Still, one must ask, with easy access its millions of members paying monthly dues as well as COPE expenditures, why does SEIU find it necessary to take out paper to the tune of $105M, with $60M of that in the past calendar year...
So why would SEIU, which boasted nearly $250 million in dues income from members last year, even need to take out big loans from Bank of America and Amalgamated Bank? It turns out Stern's organization has been burning through cash.There is just something that must be interjected here: Barack Obama was never, EVER, in serious jeopardy of losing the 2008 Presidential Election, and certainly was never in any level of deficit to warrant any union, much less SEIU, having to "put all we had on the table." The GOP had the brief post-convention poll bounce, true, but that ended right at about the time that it was demonstrated that Sarah Palin could not stand up to the harsh, intimidating interview styles of Katie Couric and Charlie Gibson. Res ipsa loquitor.
Last year, the union spent $67 million on "political and lobbying" expenses - twice what it spent in 2007. It sold virtually all of its investments to generate additional cash.
Much of that money went to elect Barack Obama.
"We put all we had on the table to make sure that [Obama's victory] happened," Oliver said.
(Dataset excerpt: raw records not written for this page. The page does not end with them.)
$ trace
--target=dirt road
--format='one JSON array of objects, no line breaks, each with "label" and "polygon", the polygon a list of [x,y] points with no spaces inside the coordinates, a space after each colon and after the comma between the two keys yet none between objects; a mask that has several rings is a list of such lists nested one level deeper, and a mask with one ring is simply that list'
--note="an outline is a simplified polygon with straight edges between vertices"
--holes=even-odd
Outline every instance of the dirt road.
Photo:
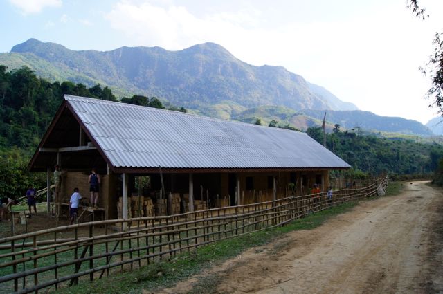
[{"label": "dirt road", "polygon": [[163,293],[443,293],[443,195],[425,182],[363,201],[312,230],[252,248]]}]

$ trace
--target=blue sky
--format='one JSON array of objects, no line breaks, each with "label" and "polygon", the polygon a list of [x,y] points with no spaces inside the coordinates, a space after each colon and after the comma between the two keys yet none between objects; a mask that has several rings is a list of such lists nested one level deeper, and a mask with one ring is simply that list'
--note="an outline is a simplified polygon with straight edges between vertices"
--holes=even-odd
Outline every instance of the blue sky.
[{"label": "blue sky", "polygon": [[0,52],[33,37],[72,50],[181,50],[217,43],[256,66],[278,65],[379,115],[426,123],[430,86],[418,68],[443,31],[443,1],[421,0],[3,0]]}]

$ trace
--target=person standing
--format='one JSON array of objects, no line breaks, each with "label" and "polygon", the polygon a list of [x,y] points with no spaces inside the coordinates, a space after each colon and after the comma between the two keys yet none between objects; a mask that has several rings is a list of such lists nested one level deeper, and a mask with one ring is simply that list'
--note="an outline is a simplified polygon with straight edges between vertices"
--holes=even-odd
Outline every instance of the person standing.
[{"label": "person standing", "polygon": [[29,215],[31,214],[32,206],[34,207],[34,212],[37,214],[37,207],[35,206],[35,189],[32,185],[29,185],[28,191],[26,191],[26,197],[28,198],[28,208],[29,208]]},{"label": "person standing", "polygon": [[88,178],[89,191],[91,192],[91,205],[97,208],[98,203],[98,191],[100,186],[100,176],[96,173],[96,169],[92,169],[92,173]]},{"label": "person standing", "polygon": [[74,188],[74,192],[71,196],[71,199],[69,200],[69,217],[71,217],[71,221],[69,221],[70,225],[72,225],[74,223],[74,219],[77,218],[78,205],[81,199],[82,195],[78,192],[78,188]]},{"label": "person standing", "polygon": [[327,203],[331,206],[332,204],[332,186],[329,186],[329,188],[327,190]]},{"label": "person standing", "polygon": [[58,196],[60,192],[60,178],[62,177],[62,171],[59,165],[54,167],[54,185],[55,185],[55,192],[54,192],[54,202],[58,203]]}]

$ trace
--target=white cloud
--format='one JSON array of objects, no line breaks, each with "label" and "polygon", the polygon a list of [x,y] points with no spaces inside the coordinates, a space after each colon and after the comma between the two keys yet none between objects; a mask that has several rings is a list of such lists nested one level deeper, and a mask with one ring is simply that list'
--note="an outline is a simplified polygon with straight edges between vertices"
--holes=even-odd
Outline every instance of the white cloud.
[{"label": "white cloud", "polygon": [[[346,15],[327,8],[310,11],[312,15],[306,10],[299,20],[300,15],[279,18],[264,6],[198,13],[173,1],[123,0],[106,18],[128,37],[127,46],[181,50],[213,42],[252,64],[284,66],[363,110],[426,122],[433,114],[423,99],[428,82],[417,68],[440,28],[429,30],[433,22],[414,19],[402,1],[378,2]],[[345,3],[336,6],[347,7]]]},{"label": "white cloud", "polygon": [[55,24],[54,24],[53,21],[46,21],[46,23],[44,24],[44,28],[52,28],[53,26],[55,26]]},{"label": "white cloud", "polygon": [[9,1],[26,15],[39,13],[46,7],[59,7],[62,0],[9,0]]},{"label": "white cloud", "polygon": [[68,15],[66,14],[64,14],[63,15],[62,15],[60,17],[60,19],[59,19],[59,21],[62,23],[62,24],[66,24],[68,21],[69,21],[69,17],[68,17]]},{"label": "white cloud", "polygon": [[120,1],[106,18],[112,28],[131,38],[133,44],[127,45],[179,50],[208,41],[223,44],[230,43],[228,39],[238,39],[246,33],[244,26],[257,23],[254,13],[256,12],[220,12],[199,17],[183,6]]},{"label": "white cloud", "polygon": [[80,22],[80,24],[84,26],[92,26],[93,24],[92,22],[89,21],[89,20],[84,19],[79,19],[78,22]]}]

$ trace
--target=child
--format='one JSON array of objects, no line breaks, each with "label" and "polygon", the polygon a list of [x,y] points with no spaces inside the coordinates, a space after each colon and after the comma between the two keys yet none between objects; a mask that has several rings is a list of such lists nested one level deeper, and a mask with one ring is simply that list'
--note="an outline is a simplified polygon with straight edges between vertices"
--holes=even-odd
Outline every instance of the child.
[{"label": "child", "polygon": [[331,206],[332,203],[332,186],[329,186],[327,190],[327,203]]},{"label": "child", "polygon": [[29,215],[30,215],[31,206],[34,206],[34,212],[37,214],[37,207],[35,206],[35,189],[32,185],[29,185],[28,191],[26,191],[26,196],[28,197],[28,207],[29,208]]},{"label": "child", "polygon": [[78,188],[74,188],[74,192],[71,196],[71,200],[69,200],[70,225],[72,225],[74,223],[74,219],[77,218],[77,212],[78,211],[78,205],[81,199],[82,195],[78,192]]},{"label": "child", "polygon": [[91,205],[97,208],[98,204],[98,190],[100,186],[100,176],[96,173],[96,169],[92,169],[92,173],[88,178],[89,183],[89,191],[91,192]]}]

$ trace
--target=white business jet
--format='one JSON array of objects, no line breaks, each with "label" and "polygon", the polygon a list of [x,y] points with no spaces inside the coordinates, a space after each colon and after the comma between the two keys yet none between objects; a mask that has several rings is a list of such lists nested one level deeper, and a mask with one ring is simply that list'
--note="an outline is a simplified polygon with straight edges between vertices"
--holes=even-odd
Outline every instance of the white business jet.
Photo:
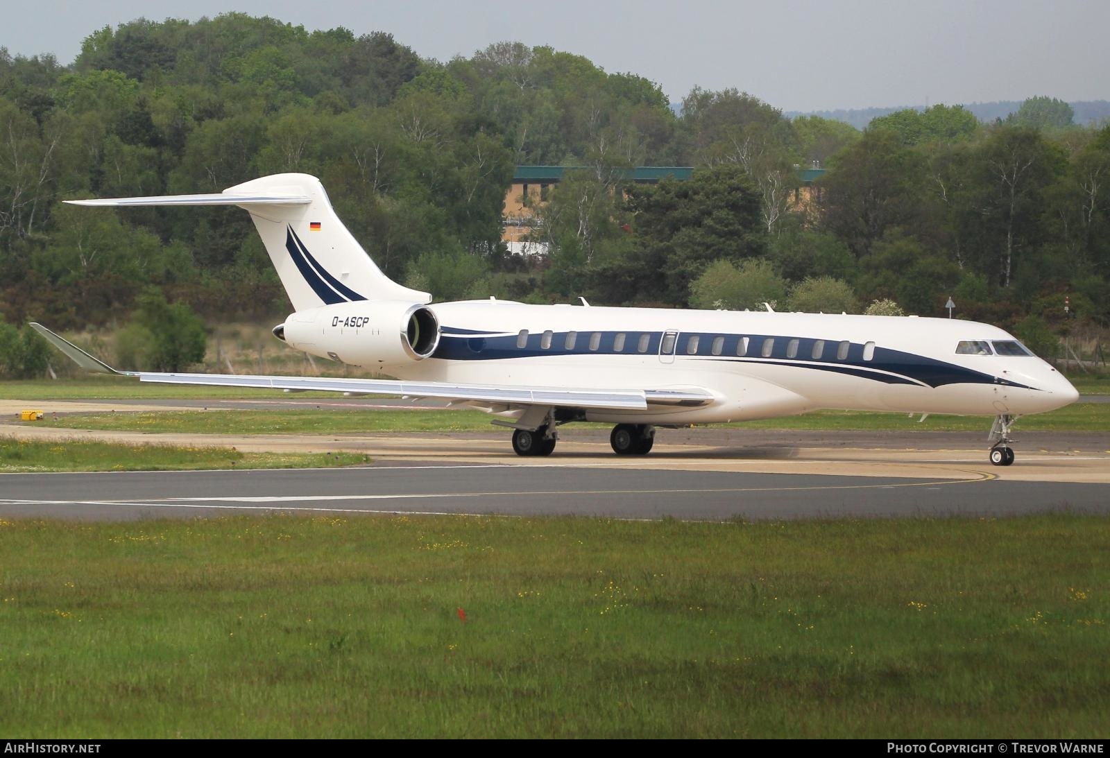
[{"label": "white business jet", "polygon": [[218,194],[73,200],[75,205],[238,205],[251,214],[294,312],[274,335],[299,351],[398,377],[118,372],[39,324],[90,371],[141,382],[435,397],[481,408],[518,455],[548,455],[558,427],[615,424],[618,454],[657,427],[818,408],[993,416],[990,461],[1013,463],[1020,415],[1077,400],[1067,378],[1000,329],[915,316],[432,303],[390,280],[306,174]]}]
However, the article goes on...
The union's latest financial report shows SEIU has only $33 million in net assets. That's an average of just $18 for each of its 1.8 million members. UNITE HERE, on the other hand, has more than $200 million - an average of about $568 per member.It seems there's a lot to be learned from Andy Stern - with the one thing coming immediately to mind being how NOT to run a steady and stable union.
SEIU's outstanding loans total $102 million. Its liabilities have skyrocketed to 82% of its assets.
Like the Wall Street banks Stern has rightly criticized, SEIU is spending beyond its means. His solution seems to be a hostile takeover of another union's membership, along with a plan to snatch up labor's only bank.
Ken Lewis should take survival lessons from Andy Stern.